Read The Marriage Bed Online

Authors: Constance Beresford-Howe

The Marriage Bed (21 page)

Two months and half a mile of space away from all the rashes, teething, and diarrhoea of his married life had smoothed out Ross’s face and removed some of its greyish look. He even smiled occasionally.

“Have a glass of wine, why don’t you,” I said, lifting the dewy bottle invitingly.

“Well, maybe just one. Kids asleep yet? They all right? I’ll go on up and have a look at them.”

“Don’t wake them up.”

I arranged myself as attractively as possible in a corner of the sofa, and when he came back downstairs, he sat down in the other corner after only a second’s hesitation. We sipped our wine. Nana did her thing. The house was quiet and peaceful.

“Things going all right at the office? What happened about the Bailey case?”

“We won it.”

“Oh, good.”

“The guy was guilty as hell, too. So Tim was really pleased. So was I, actually. I like winning the Legal Aid ones.”

“You hungry, by any chance? There’s some of that moussaka you like left over.”

“No … no thanks.” But he made no protest when I refilled his glass. Nor did he withdraw when I slipped my hand into his.

“Been in touch with your mother lately?” I asked him.

“Yes, she’s enjoying Florida.”

“You haven’t actually told her about us yet, have you. I wonder why.”

“No, it’s just … I thought I’d wait till she gets home. No point in spoiling her holiday.”

With care I let that pass without comment. Then I put down my glass, moved closer to him, and gave him a kiss intended to speak louder than words. He accepted it with mild surprise, but no unfriendliness. It was a minute before he drew away.

“Hold on, you are fogging my glasses. What is all this?”

“What does it feel like?”

“Well, but –”

“Why shouldn’t we? After all, we’re still married.”

“Yes, but –”

“Then come on. What’s wrong with here and now.”
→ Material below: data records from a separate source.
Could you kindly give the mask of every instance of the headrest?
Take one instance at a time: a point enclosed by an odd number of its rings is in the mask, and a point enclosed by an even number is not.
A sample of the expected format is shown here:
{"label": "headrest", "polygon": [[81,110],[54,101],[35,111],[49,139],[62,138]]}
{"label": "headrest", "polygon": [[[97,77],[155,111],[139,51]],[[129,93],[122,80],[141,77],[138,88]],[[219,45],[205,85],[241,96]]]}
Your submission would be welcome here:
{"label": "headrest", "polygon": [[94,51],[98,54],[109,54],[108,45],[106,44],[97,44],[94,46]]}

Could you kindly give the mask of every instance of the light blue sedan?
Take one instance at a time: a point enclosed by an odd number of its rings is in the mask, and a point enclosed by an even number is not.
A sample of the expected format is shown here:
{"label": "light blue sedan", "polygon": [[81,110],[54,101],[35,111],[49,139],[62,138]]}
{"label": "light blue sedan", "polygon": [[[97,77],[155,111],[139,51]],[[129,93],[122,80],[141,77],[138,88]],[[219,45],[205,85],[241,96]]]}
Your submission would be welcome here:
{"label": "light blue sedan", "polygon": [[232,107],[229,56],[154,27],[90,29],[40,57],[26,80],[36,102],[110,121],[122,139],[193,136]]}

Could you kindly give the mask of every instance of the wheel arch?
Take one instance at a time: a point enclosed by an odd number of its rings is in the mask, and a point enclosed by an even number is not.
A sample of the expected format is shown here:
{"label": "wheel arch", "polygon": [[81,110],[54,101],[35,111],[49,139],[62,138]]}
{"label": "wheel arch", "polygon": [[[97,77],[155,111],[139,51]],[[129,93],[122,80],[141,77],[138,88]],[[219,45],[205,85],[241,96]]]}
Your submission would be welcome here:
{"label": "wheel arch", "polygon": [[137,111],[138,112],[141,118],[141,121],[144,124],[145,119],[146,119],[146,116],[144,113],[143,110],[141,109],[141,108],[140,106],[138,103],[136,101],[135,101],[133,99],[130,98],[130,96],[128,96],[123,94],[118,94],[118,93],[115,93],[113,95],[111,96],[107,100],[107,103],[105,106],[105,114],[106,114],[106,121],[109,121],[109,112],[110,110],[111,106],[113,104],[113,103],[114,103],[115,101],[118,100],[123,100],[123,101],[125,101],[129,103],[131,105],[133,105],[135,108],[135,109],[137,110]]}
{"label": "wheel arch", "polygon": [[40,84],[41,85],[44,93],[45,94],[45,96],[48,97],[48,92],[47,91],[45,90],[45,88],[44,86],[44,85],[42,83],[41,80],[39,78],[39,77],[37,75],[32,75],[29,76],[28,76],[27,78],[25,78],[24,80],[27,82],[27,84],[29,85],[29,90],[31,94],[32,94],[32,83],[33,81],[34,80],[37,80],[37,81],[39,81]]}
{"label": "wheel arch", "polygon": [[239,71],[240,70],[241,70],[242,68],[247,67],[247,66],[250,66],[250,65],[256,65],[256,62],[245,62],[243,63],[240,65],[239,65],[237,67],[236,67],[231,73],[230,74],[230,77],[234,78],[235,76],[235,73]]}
He was already in no condition to put up much resistance, as both of us were well aware; but he did mutter, “Okay, but no strings attached, right? No complications – no regrets after I’ve gone?”

“Of course not.”

“Well, let’s go up, then. This sofa’s too small. And I’m too old to use the floor any more.”

We stopped several times along the way, and by the time we reached the bed in our room, his resistance, such as it was, had completely vanished. Our familiar bed was warm, deliciously
warm. The wine had turned my head into a helium balloon, floating somewhere above my drowsy, happy body, tickled by his lips and hands. Strange how very sleepy I felt, in spite of that catnap. Terribly sleepy …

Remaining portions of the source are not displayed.